Heves ve hayalle dış politika olmaz

Diplomat Aydın Sezgin, Taha Akyol’un sorularını cevapladı.

"Ukrayna savaşında Rusya’nın zaafları ortaya çıktı. Öncelikle, Rusya’da tek adam rejiminin ne denli sakıncalı olduğu, bunun doğru karar verme mekanizmalarını nasıl akamete uğratabildiği çok açık şekilde ortaya çıktı. Rejimin ideolojik dayanaklarının zafiyeti de belirginleşti."

"S-400’lerin şimdi adeta baş belasına dönüştüğünü iktidar da fark ediyor. S-400’lerin Türkiye’nin hava savunma ağının parçası olan NATO radar sistemine uyarlanması mümkün değil. Buna rağmen gidip S-400 alınca ortaklarınız nezdinde güven kaybına uğruyorsunuz."

"Hükümetin NATO’da İsveç ve Finlandiya’yı veto etmesi özü itibariyle doğru, usul itibariyle yanlış. Maalesef üsluptaki yanlışlık Türkiye’nin haklı savlarını sarstı. Son yıllardaki diplomasimizin ayırt edici özelliklerinden biri bu üslup ve yöntem hataları."

UKRAYNA SAVAŞINDA RUSYA’NIN ORTAYA ÇIKAN ZAAFLARI NE ÖLÇÜDE CİDDİ?

Rusya’nın ortaya çıkan zaafları çok ciddi. Bu büyük devleti ve halkını tanıyanların bildiği zaaflardı bunlar. Öncelikle, Rusya’da tek adam rejiminin ne denli sakıncalı olduğu, bunun doğru karar verme mekanizmalarını nasıl akamete uğratabildiği çok açık şekilde ortaya çıktı. Rejimin ideolojik dayanaklarının zafiyeti de belirginleşti.

Rusya’nın Ukrayna’ya karşı tutumunu kadın cinayetlerinin arkasındaki ruh haliyle kıyaslıyorum. Putin’in geçtiğimiz Temmuz ayında yayınladığı, Ukrayna kimliğini inkar eden makalede ima ettiği gibi; sen bana aitsin, hatta bensin, ben olmak istemiyorsan, bana ait değilsen hiçsin, yok olmalısın.

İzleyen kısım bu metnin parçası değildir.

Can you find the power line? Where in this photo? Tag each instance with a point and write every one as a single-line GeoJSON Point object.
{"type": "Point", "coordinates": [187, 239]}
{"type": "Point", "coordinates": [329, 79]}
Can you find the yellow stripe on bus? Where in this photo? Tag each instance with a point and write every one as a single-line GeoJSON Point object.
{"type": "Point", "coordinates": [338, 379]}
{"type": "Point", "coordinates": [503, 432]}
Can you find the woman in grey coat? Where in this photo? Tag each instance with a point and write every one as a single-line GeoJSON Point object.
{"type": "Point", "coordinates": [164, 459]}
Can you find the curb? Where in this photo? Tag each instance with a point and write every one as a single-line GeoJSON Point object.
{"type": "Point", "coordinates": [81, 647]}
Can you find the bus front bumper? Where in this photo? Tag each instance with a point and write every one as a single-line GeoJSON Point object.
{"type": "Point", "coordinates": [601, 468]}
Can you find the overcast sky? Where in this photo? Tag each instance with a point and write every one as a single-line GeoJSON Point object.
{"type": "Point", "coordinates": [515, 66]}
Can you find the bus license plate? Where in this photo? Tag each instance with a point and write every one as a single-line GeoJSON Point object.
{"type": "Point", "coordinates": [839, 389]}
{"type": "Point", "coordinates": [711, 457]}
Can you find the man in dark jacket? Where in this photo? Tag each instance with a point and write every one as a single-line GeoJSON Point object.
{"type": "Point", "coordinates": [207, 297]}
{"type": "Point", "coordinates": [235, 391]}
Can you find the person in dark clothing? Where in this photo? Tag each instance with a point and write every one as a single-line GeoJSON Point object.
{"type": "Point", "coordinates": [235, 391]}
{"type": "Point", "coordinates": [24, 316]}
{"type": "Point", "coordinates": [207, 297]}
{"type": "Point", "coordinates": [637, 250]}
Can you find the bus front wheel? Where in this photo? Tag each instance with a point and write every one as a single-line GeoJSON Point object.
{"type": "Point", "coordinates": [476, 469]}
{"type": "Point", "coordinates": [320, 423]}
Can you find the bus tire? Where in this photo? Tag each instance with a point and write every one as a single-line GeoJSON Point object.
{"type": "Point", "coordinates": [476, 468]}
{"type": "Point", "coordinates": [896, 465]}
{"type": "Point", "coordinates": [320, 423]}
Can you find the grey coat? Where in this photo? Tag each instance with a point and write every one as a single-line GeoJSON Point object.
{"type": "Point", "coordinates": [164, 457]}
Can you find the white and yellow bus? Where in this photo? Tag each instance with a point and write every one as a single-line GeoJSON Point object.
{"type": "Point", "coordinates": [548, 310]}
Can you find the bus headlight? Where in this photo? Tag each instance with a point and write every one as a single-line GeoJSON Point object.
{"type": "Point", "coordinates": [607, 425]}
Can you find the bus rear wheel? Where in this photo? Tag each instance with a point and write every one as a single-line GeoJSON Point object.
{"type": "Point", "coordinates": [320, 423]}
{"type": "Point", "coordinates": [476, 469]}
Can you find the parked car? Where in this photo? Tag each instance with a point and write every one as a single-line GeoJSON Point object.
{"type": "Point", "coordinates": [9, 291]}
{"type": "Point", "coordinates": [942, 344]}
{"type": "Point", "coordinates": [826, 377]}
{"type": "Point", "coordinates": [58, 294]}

Rus iç ve dış istihbaratı bir efsane haline getirilmiştir. Çok önemli yeteneklere sahip olduğu da doğrudur. Bu örgütlerin en rahat hareket edeceği, doğru bilgiye erişebileceği ülke Ukrayna’dır. Buna rağmen Ukraynalıların duyguları, düşünceleri, direnme azmi hesaba katılmamıştır. Bu da rejimin ve hakim ideolojinin zaafıdır.

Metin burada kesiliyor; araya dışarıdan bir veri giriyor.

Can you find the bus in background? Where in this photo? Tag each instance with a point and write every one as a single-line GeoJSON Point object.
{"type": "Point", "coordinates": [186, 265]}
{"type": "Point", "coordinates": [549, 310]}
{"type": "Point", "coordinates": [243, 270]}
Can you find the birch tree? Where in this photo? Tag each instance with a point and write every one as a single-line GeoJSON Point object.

Kremlin, Batı’nın tepkisini de ölçemedi. Savaş başlamadan önce televizyonlarda canlı yayınlanan Ulusal Güvenlik Konseyi toplantısında Batı’yla ilişkilere açık bir mizaca sahip olan eski Cumhurbaşkanı ve Başbakan Medvedev, “Siz Batı’ya bakmayın, Gürcistan harekâtı sırasında da atıp tuttular, getirdikleri yaptırımların bir etkisi olmadı, sonra da kaldırdılar” gibi bir yorumda bulundu. Halbuki Rusya’nın Ukrayna’ya saldırısı aynı zamanda Batı’ya ve uluslararası düzene bir meydan okuma, demokratik rejimlerin yaygınlaşmasına itirazdır. Batı’nın bu defa farklı tepki vereceği beklenmeliydi.

Savunma sanayii ve nükleer sektör bir yana, Rus ekonomisi üreten bir ekonomi değildir. Çok değerli doğal kaynaklara ve iyi eğitimli nüfusuna rağmen zayıf bir ekonomidir ve bugünkü koşullarda bunun sıkıntıları yaşanmaya başlanmıştır. Ekonomik sorunlar zaman içinde daha da büyüyecektir.

TÜRKİYE’NİN NATO VETOSU

İSVEÇ VE FİNLANDİYA’NIN NATO ÜYELİĞİNİ TÜRKİYE’NİN VETO ETMESİNİ NASIL KARŞILADINIZ? ARTISI, EKSİSİ?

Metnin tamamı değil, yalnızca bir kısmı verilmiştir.